Today's entry has almost nothing to do with Halloween, actually, except that it is Halloween Day. It was a fine Fall Monday with brilliant sun in the eyes of eastbound commuters like me this morning. Temps once again eased up into the sixties, soon to be a distant memory. Darkness has sent the mercury down a bit, of course, but it's still that rare and memorable no-coats-over-costumes night for trick-or-treating. The few splendid days of Fall that we do get here in Upstate NY must always be noted with the proper gratitude.
One bonus of great weather is the chance for bikers (the motor-kind) to enjoy a last ride or two. I volunteered on a charity dice-run a few weeks back, and we hit a nasty, drizzly day for that one. Sure hurts the turn-out when that happens. The boys were out today, though! One of them passed me this morning during rush-hour at something approaching 100 mph. I shook my head silently and prayed I wouldn't see him farther along the highway waiting for an ambulance (or worse). Much later, during the early afternoon, another motorcyclist (I assume it wasn't the same guy) ended up having a very bad day.
I heard the story on the radio news, and later on the traffic report. The accident was very near my home, on a section of highway I often travel. The eastbound lanes had to be closed, and the westbound traffic had slowed to a crawl in order to gawk at the wreckage. The details took a while to come together, but here's what apparently happened: a lone cyclist flew through a stop sign at a very busy intersection, directly into the side of a large tractor-trailer.
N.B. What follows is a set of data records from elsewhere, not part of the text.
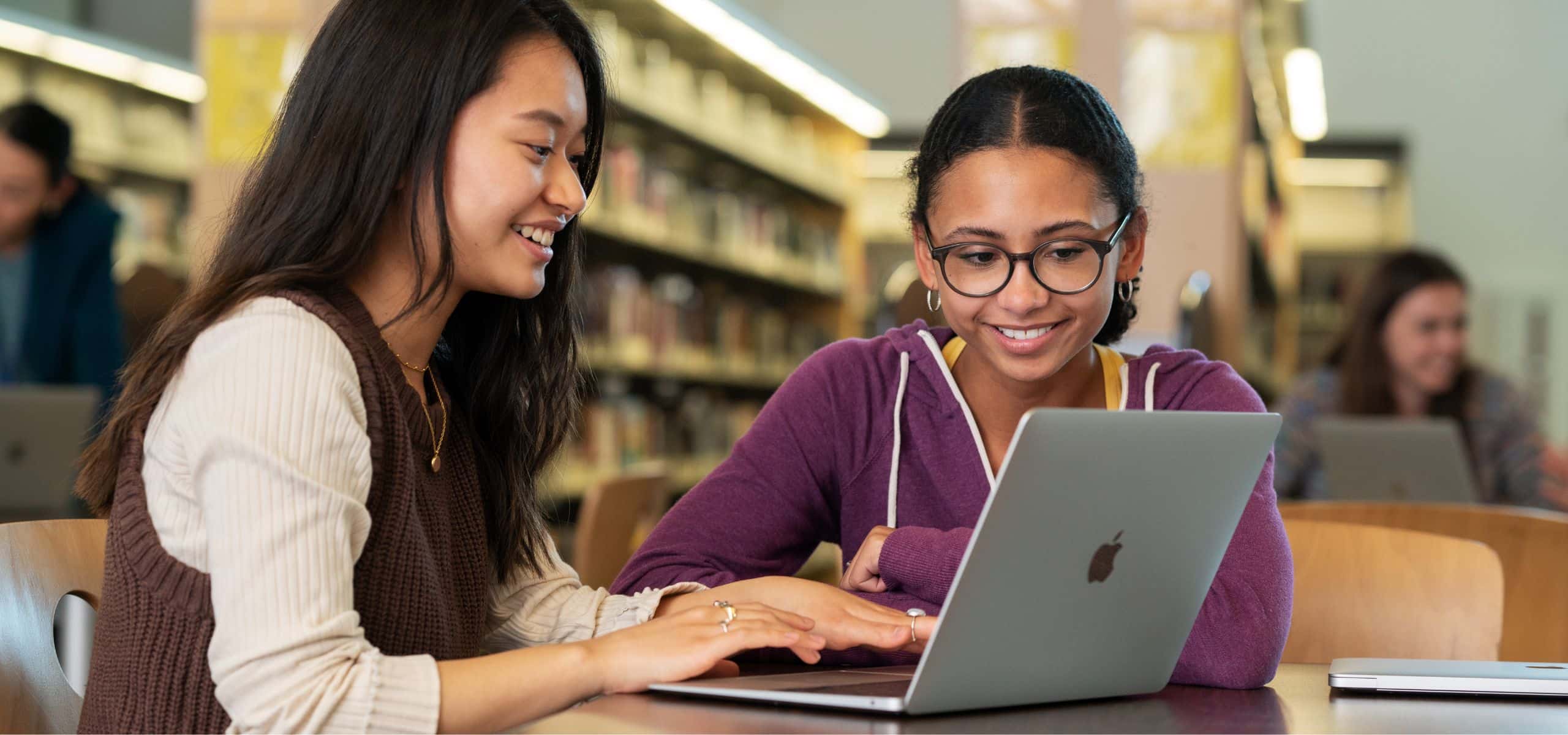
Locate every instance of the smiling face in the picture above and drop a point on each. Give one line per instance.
(1424, 337)
(1017, 200)
(511, 179)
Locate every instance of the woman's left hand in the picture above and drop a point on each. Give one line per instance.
(841, 618)
(864, 573)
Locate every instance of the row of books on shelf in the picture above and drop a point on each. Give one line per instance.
(113, 126)
(687, 433)
(670, 323)
(667, 195)
(709, 107)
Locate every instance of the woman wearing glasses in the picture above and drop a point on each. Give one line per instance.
(1031, 237)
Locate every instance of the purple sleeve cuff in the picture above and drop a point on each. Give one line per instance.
(922, 562)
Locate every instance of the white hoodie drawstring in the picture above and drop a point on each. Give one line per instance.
(1148, 388)
(897, 441)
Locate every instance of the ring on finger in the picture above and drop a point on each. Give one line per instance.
(729, 615)
(913, 613)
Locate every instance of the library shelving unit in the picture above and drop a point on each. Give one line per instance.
(722, 240)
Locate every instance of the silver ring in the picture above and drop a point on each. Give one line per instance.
(729, 615)
(913, 613)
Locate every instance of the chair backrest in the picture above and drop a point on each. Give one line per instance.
(609, 519)
(1388, 593)
(40, 563)
(1532, 546)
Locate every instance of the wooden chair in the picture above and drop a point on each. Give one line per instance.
(609, 521)
(1388, 593)
(1532, 546)
(40, 563)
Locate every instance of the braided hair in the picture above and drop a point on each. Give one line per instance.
(1034, 107)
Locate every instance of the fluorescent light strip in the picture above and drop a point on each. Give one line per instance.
(885, 164)
(23, 38)
(1303, 83)
(782, 65)
(102, 62)
(1365, 173)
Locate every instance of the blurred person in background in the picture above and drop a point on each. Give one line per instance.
(59, 318)
(1404, 353)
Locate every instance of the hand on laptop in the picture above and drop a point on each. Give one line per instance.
(841, 618)
(695, 643)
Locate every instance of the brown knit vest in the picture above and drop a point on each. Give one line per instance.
(421, 584)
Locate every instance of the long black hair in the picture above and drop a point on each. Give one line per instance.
(1034, 107)
(374, 105)
(43, 132)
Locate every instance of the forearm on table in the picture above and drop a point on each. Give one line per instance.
(505, 690)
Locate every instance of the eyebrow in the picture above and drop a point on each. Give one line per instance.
(545, 116)
(1042, 232)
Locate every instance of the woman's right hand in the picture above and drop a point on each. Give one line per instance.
(693, 643)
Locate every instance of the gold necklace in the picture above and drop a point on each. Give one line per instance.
(435, 459)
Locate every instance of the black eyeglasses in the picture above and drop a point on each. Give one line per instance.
(1062, 265)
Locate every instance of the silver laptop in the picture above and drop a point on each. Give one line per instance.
(41, 438)
(1082, 577)
(1449, 677)
(1396, 459)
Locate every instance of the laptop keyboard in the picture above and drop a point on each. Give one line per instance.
(866, 690)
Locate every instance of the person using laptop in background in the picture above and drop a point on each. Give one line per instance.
(1029, 232)
(59, 318)
(320, 478)
(1402, 353)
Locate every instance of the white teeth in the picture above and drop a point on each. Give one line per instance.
(1021, 334)
(537, 234)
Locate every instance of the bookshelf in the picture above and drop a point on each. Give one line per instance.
(722, 250)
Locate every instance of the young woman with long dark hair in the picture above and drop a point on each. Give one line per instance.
(322, 475)
(1404, 353)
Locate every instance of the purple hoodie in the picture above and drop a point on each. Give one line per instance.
(816, 467)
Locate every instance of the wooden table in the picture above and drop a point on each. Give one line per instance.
(1297, 701)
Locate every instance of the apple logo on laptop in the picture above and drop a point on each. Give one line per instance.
(1104, 560)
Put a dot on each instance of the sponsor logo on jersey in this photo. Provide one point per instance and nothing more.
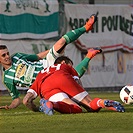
(20, 71)
(29, 74)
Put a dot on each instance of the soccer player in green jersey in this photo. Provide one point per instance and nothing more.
(21, 69)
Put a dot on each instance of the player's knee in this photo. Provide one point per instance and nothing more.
(25, 101)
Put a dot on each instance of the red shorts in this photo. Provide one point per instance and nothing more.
(62, 82)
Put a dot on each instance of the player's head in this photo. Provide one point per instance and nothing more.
(5, 58)
(63, 59)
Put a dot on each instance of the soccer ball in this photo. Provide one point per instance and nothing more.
(126, 94)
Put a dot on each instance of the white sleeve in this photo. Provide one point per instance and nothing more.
(51, 56)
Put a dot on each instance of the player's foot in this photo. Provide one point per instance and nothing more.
(46, 107)
(113, 105)
(89, 24)
(93, 51)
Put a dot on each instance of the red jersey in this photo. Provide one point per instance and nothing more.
(56, 69)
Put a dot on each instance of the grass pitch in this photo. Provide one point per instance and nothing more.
(22, 120)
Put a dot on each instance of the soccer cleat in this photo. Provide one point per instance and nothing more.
(113, 105)
(46, 107)
(93, 51)
(89, 24)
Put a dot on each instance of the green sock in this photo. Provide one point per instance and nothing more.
(82, 66)
(74, 34)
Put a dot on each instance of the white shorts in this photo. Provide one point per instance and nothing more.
(50, 58)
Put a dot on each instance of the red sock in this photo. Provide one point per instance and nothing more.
(66, 108)
(94, 105)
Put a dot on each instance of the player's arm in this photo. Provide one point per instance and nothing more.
(75, 76)
(36, 57)
(15, 96)
(28, 102)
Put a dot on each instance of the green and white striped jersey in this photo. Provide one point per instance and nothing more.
(24, 70)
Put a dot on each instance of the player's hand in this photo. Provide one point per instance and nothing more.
(4, 107)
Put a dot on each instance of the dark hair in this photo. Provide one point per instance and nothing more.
(63, 58)
(3, 47)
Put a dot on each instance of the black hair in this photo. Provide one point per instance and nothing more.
(3, 47)
(63, 58)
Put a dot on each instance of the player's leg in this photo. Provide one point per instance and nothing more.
(63, 104)
(74, 34)
(96, 104)
(83, 65)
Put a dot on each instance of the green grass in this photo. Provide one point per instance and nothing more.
(22, 120)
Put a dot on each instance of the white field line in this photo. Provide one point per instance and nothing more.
(16, 113)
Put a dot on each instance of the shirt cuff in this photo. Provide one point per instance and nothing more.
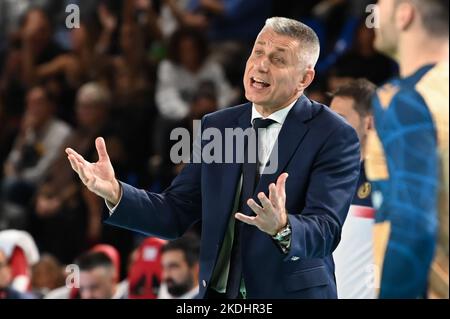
(112, 208)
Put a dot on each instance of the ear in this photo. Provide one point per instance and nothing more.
(404, 16)
(307, 79)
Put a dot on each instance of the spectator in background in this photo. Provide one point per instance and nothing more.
(6, 291)
(31, 46)
(180, 75)
(64, 211)
(354, 261)
(178, 80)
(362, 60)
(35, 148)
(231, 26)
(98, 277)
(180, 264)
(67, 72)
(47, 274)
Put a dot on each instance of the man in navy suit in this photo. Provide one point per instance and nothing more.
(262, 236)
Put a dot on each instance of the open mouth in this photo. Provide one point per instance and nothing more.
(258, 83)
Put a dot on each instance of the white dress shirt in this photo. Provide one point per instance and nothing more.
(267, 139)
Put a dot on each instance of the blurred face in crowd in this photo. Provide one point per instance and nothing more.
(344, 106)
(274, 76)
(386, 36)
(178, 276)
(97, 283)
(127, 38)
(37, 30)
(189, 55)
(5, 271)
(39, 109)
(89, 113)
(79, 38)
(47, 273)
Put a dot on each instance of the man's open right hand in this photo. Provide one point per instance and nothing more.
(98, 177)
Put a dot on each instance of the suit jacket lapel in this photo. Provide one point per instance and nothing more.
(292, 132)
(232, 171)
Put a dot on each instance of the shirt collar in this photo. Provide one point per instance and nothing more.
(278, 116)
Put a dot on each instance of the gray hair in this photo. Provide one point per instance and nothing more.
(307, 38)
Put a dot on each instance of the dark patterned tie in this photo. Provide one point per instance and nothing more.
(249, 179)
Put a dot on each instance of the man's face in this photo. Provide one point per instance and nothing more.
(386, 36)
(97, 283)
(344, 106)
(273, 71)
(177, 275)
(5, 271)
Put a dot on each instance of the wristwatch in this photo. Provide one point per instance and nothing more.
(283, 234)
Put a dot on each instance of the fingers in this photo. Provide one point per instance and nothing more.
(101, 149)
(267, 204)
(281, 184)
(77, 156)
(80, 167)
(255, 207)
(250, 220)
(273, 196)
(73, 163)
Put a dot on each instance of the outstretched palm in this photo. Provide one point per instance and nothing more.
(98, 177)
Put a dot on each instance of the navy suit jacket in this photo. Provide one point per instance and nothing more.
(318, 149)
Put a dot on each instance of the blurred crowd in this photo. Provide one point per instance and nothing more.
(131, 72)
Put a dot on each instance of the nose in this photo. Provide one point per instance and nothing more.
(263, 65)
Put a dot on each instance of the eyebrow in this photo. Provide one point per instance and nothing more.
(277, 48)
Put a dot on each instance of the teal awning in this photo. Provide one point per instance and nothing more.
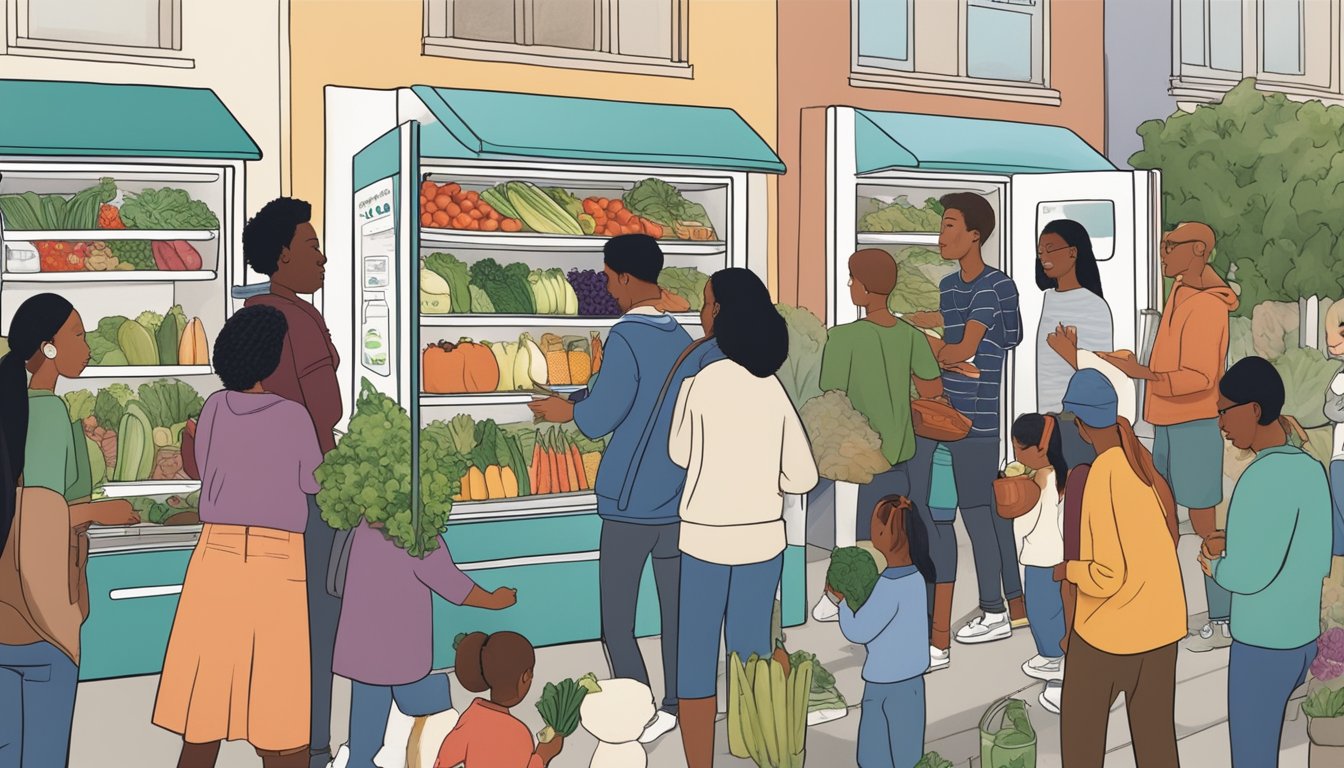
(84, 120)
(887, 140)
(489, 125)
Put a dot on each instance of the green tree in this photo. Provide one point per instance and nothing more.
(1266, 174)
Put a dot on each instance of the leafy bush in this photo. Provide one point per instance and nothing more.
(1264, 172)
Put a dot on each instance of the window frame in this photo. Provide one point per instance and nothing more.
(438, 41)
(1321, 57)
(168, 53)
(1039, 92)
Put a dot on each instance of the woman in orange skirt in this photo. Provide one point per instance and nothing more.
(237, 665)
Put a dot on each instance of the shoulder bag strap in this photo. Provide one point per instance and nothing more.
(641, 448)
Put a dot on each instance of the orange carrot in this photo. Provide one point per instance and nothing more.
(577, 463)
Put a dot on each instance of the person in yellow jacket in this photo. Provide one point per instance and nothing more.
(1130, 611)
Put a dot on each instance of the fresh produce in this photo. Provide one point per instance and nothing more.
(610, 218)
(137, 253)
(175, 256)
(852, 573)
(167, 209)
(539, 211)
(457, 277)
(436, 295)
(843, 441)
(368, 475)
(507, 287)
(686, 283)
(463, 367)
(660, 202)
(901, 215)
(109, 218)
(593, 297)
(559, 708)
(768, 710)
(452, 207)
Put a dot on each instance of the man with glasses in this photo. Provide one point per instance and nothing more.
(1190, 355)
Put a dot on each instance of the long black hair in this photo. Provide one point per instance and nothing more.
(1085, 268)
(35, 322)
(750, 330)
(1028, 429)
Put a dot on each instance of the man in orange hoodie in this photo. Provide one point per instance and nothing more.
(1188, 358)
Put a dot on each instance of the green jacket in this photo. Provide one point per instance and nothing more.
(1278, 549)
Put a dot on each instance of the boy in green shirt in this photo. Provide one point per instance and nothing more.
(874, 362)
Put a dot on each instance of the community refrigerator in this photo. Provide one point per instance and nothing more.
(547, 179)
(136, 219)
(886, 171)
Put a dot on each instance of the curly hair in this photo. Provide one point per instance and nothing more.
(272, 230)
(249, 346)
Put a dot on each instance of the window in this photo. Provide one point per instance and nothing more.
(1288, 45)
(644, 36)
(972, 47)
(140, 31)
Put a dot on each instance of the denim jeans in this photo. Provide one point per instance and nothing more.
(733, 601)
(891, 724)
(1260, 682)
(1044, 611)
(370, 706)
(36, 705)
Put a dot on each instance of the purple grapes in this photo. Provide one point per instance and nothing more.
(594, 299)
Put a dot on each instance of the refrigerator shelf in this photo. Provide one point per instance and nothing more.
(118, 276)
(144, 371)
(532, 320)
(898, 238)
(90, 236)
(543, 242)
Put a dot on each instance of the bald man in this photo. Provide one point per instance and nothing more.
(1190, 355)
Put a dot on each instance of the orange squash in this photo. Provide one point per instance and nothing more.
(444, 369)
(480, 369)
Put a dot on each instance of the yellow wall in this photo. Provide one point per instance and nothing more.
(376, 43)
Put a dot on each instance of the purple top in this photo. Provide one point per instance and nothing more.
(257, 453)
(386, 634)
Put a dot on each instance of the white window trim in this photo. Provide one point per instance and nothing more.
(962, 85)
(168, 54)
(438, 42)
(1196, 85)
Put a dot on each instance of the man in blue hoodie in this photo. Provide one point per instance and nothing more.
(639, 488)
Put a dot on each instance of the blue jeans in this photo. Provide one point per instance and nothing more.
(1044, 611)
(733, 601)
(36, 705)
(891, 724)
(1260, 682)
(370, 708)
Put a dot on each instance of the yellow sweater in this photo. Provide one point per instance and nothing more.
(1130, 597)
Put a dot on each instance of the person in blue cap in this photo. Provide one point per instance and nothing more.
(1130, 611)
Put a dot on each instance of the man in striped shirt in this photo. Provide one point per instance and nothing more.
(981, 322)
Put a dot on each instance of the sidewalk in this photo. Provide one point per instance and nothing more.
(112, 717)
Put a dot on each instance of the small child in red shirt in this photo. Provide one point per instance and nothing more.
(487, 735)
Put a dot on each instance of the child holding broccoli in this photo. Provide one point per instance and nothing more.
(893, 623)
(488, 735)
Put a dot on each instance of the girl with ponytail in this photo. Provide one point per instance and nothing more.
(45, 488)
(488, 735)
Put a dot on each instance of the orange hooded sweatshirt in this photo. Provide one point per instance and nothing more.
(1190, 355)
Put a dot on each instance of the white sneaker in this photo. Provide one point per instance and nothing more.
(663, 724)
(1044, 669)
(985, 628)
(938, 659)
(825, 609)
(1053, 697)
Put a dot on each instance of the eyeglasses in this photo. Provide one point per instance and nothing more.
(1169, 246)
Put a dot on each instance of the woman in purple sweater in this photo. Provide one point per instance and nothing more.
(237, 662)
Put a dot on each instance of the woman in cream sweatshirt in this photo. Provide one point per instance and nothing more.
(743, 447)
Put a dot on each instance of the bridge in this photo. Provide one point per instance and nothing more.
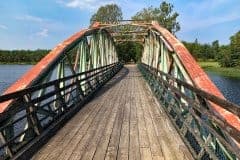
(80, 102)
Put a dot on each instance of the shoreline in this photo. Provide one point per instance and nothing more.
(212, 66)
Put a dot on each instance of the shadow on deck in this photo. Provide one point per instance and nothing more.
(123, 121)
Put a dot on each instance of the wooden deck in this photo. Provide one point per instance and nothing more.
(123, 121)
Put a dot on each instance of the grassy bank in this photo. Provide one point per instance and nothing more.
(215, 67)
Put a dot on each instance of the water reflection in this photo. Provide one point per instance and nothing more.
(230, 87)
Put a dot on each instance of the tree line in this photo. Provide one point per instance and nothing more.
(225, 55)
(22, 56)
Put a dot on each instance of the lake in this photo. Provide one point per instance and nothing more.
(229, 87)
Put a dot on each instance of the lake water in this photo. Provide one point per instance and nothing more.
(10, 73)
(229, 87)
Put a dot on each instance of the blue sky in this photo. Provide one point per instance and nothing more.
(32, 24)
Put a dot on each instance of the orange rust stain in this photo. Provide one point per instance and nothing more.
(198, 76)
(36, 70)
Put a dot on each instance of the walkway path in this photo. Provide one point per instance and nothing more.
(123, 121)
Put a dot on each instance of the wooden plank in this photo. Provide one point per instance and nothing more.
(122, 122)
(95, 126)
(103, 144)
(168, 137)
(134, 149)
(113, 147)
(105, 129)
(124, 138)
(55, 149)
(145, 153)
(153, 140)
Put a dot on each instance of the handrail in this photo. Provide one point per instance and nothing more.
(32, 116)
(187, 105)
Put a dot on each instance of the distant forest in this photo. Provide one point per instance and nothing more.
(22, 56)
(225, 55)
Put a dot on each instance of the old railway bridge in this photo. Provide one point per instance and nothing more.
(80, 102)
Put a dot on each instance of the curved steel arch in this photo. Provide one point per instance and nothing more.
(90, 48)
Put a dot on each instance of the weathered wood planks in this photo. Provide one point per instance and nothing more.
(123, 121)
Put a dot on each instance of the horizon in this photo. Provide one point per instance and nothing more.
(44, 24)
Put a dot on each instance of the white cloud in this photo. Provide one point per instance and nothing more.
(43, 33)
(204, 23)
(85, 4)
(30, 18)
(200, 15)
(3, 26)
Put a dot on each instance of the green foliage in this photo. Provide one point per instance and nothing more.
(109, 14)
(22, 56)
(129, 51)
(164, 15)
(203, 51)
(225, 55)
(235, 49)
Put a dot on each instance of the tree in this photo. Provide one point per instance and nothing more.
(164, 15)
(235, 49)
(215, 49)
(129, 51)
(224, 56)
(108, 14)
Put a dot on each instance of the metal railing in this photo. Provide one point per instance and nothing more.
(36, 112)
(207, 135)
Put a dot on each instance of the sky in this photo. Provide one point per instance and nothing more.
(34, 24)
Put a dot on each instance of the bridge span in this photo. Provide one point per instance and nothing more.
(80, 102)
(123, 121)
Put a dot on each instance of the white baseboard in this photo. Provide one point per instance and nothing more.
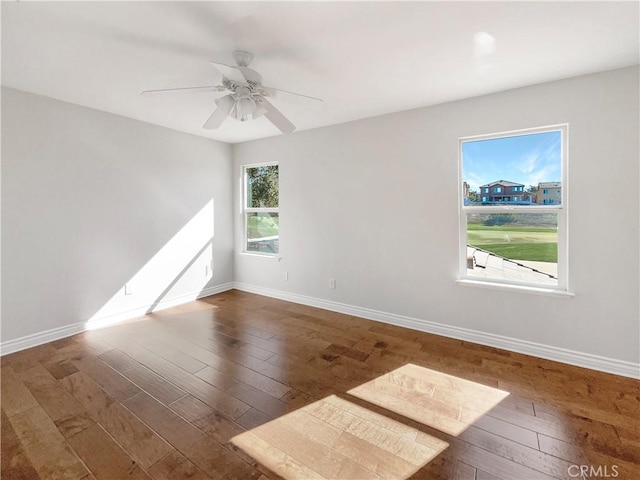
(22, 343)
(571, 357)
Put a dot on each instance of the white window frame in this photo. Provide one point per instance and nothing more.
(561, 210)
(247, 210)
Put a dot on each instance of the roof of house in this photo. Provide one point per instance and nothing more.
(505, 183)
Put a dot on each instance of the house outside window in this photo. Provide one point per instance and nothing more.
(261, 209)
(515, 239)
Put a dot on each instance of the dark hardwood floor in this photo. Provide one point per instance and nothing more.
(240, 386)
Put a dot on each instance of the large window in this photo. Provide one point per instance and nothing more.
(514, 239)
(261, 221)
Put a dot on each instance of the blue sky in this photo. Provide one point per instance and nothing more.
(527, 159)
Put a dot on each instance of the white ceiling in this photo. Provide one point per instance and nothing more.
(363, 58)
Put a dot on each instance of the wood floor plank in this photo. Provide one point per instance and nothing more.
(176, 466)
(14, 462)
(182, 393)
(66, 412)
(173, 428)
(118, 360)
(45, 446)
(105, 459)
(197, 387)
(191, 408)
(115, 384)
(140, 442)
(16, 397)
(154, 384)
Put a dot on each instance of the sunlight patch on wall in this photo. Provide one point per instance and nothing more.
(188, 255)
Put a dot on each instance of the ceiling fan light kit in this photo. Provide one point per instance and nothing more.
(247, 97)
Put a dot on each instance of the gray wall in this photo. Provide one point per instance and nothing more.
(356, 207)
(88, 201)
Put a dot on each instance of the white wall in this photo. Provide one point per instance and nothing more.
(92, 201)
(373, 204)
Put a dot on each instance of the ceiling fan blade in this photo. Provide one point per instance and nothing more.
(232, 73)
(271, 89)
(275, 116)
(165, 91)
(225, 105)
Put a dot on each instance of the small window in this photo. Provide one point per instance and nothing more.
(520, 239)
(261, 205)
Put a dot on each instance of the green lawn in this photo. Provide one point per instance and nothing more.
(262, 225)
(516, 242)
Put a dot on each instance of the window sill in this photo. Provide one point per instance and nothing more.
(550, 292)
(268, 256)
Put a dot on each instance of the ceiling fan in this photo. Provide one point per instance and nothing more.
(247, 97)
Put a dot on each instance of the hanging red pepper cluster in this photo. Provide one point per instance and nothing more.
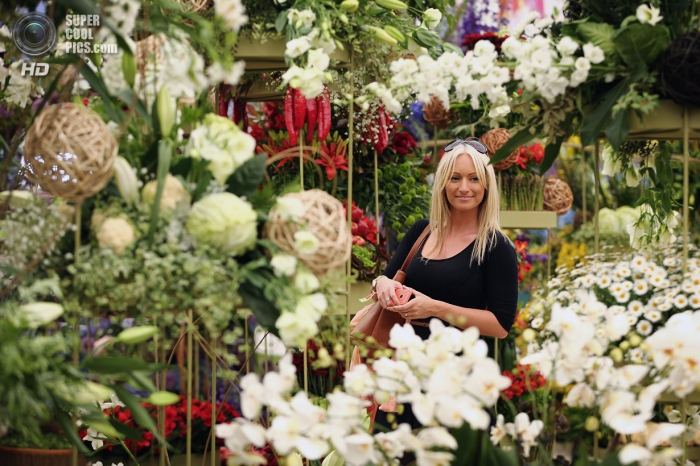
(377, 132)
(240, 111)
(299, 110)
(363, 228)
(523, 380)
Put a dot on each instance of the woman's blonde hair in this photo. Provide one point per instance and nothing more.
(440, 214)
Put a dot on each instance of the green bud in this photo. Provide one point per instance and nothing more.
(350, 6)
(129, 68)
(163, 398)
(136, 335)
(616, 355)
(166, 113)
(592, 424)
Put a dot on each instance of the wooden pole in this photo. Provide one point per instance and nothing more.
(596, 204)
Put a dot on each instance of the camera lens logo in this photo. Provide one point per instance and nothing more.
(34, 34)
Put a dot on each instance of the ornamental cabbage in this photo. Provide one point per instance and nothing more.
(174, 193)
(222, 144)
(224, 221)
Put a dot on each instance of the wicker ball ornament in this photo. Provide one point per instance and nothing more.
(680, 68)
(71, 151)
(324, 216)
(436, 114)
(495, 139)
(557, 196)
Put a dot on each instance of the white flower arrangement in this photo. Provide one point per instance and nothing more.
(448, 379)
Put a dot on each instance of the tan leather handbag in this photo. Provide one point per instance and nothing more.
(374, 320)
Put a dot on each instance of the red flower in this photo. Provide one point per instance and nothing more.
(257, 132)
(333, 157)
(403, 143)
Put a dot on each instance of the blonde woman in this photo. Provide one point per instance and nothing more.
(466, 272)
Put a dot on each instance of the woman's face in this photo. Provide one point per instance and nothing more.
(464, 190)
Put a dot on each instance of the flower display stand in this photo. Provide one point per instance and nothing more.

Obviously the biker got the worst of this horrible encounter (the truck's driver was unharmed). Motorcycle and rider were separated on impact, and the bike burst into flames. The rider was dragged about one hundred feet, then airlifted to a hospital, with very serious injuries. The truck, filled with paper goods, also burned. I learned this evening, when I stopped in for my take-home coffee, that the truck was headed for my favorite Tim Horton's location. That delivery won't be made today. I hope the biker survives the day. It's far too beautiful a day to die.
Everyone knows that motorcycles can be dangerous. They have none of the modern safety systems featured on cars. No bumpers, no airbags or seatbelts, no roll-cage or steel doors. All a biker has in his favor is spectacular acceleration and maneuverability. The rest is up to the rider. This is not a lesson best learned by experience. Most days, after all, are too good for dying.